Classical lasers use a heavily doped InGaAs layer as the p-side contact, but this approach would introduce unacceptable internal losses for our thin-film laser. So our partner INL developed and optimized a less-absorbing alternative structure, which contains an InGaAsP tunnel junction with a bandgap of almost 1 eV and a second n-type contact (see figure 4 for an image of the disk lasers and interconnects). Using this design our 7.5 μm diameter disk lasers produced 1.6 μm single-mode continuous wave emission at room temperature and had a threshold current of 600 μA (figure 6). Output powers up to 100 μW were produced in pulsed mode.



A comparable process has also been used to fabricate similar-sized detectors with an InGaAs-absorbing layer, which were grown by MOCVD at the Technical University Eindhoven. These devices have a 0.45 A/W efficiency, a 1.6 nA dark current, and form the final part of a full optical link.
Putting it all together



The processes for fabricating all the individual components of our photonic ICs are now established, which has put us in a position to build our first demonstrator chip, a structure containing 250 microlasers connected to a similar number of detectors with a silicon-wire waveguide array (see figure 7). Due to a processing error, the power coupled from the microsource into the waveguide was very low. However, a preliminary measurement that is still to be verified revealed that up to 60% of this coupled power was picked up by the detector. This result has provided us with the first ever demonstration of a full optical link on a nanophotonic waveguide platform, and clearly shows the potential of this technology.
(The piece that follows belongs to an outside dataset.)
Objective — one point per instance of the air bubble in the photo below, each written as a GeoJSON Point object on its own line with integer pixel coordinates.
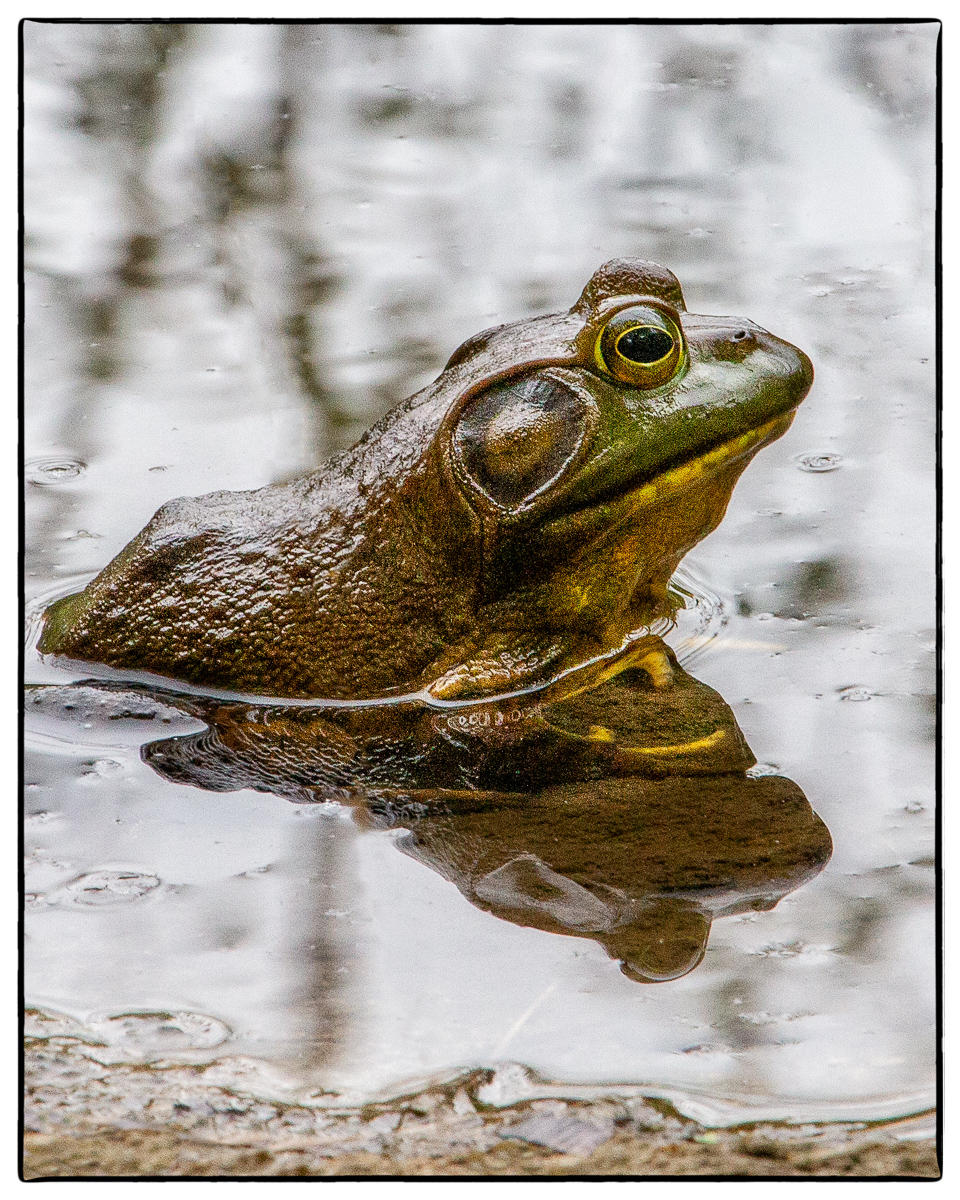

Our next goals, which follow on from the recent PICMOS project, will include the integration of the completed optical layer within an actual CMOS circuit, which could be carried out using a wafer-to-wafer bonding process that is similar to those currently being developed by CMOS chip makers for three-dimensional IC stacking. In addition, we also need to perform complete fabrication of the optical layer in a CMOS fab.

We are already part way towards this goal. A CMOS pilot line and a 200 mm SOI substrate were used for both the silicon waveguide fabrication at IMEC and the die-to-wafer bonding and masking process used for the III-V mesas, which were both carried out at LETI. But the other processing steps, such as etching and metallization, were carried out in the III-V cleanrooms of IMEC, INL and Technical University Eindhoven. To refine the entire process so that it is compatible with a CMOS fab requires a better understanding of potential contamination issues and the development of a CMOS-compatible metallization process – tasks that are currently under development.

Although the PICMOS project specifically addressed on-chip optical interconnects, our
electro-photonic integration platform could also serve other applications. For example, the technology could be used to unite 40 miniature disk lasers, emitting at slightly different wavelengths, with silicon-wire waveguides, and provide a very compact transmitter with capacity of up to 400 Gbit/s for on-chip and off-chip data links. These laser sources could also combine with compact wavelength-division-multiplexing circuits to form complex reconfigurable networks, or be used to build incredibly cheap, but very powerful optical biosensors. So the benefits of the PICMOS platform are potentially both significant and wide-ranging, and only time will tell how far this approach to building optical interconnects will permeate into tomorrow s chip technology.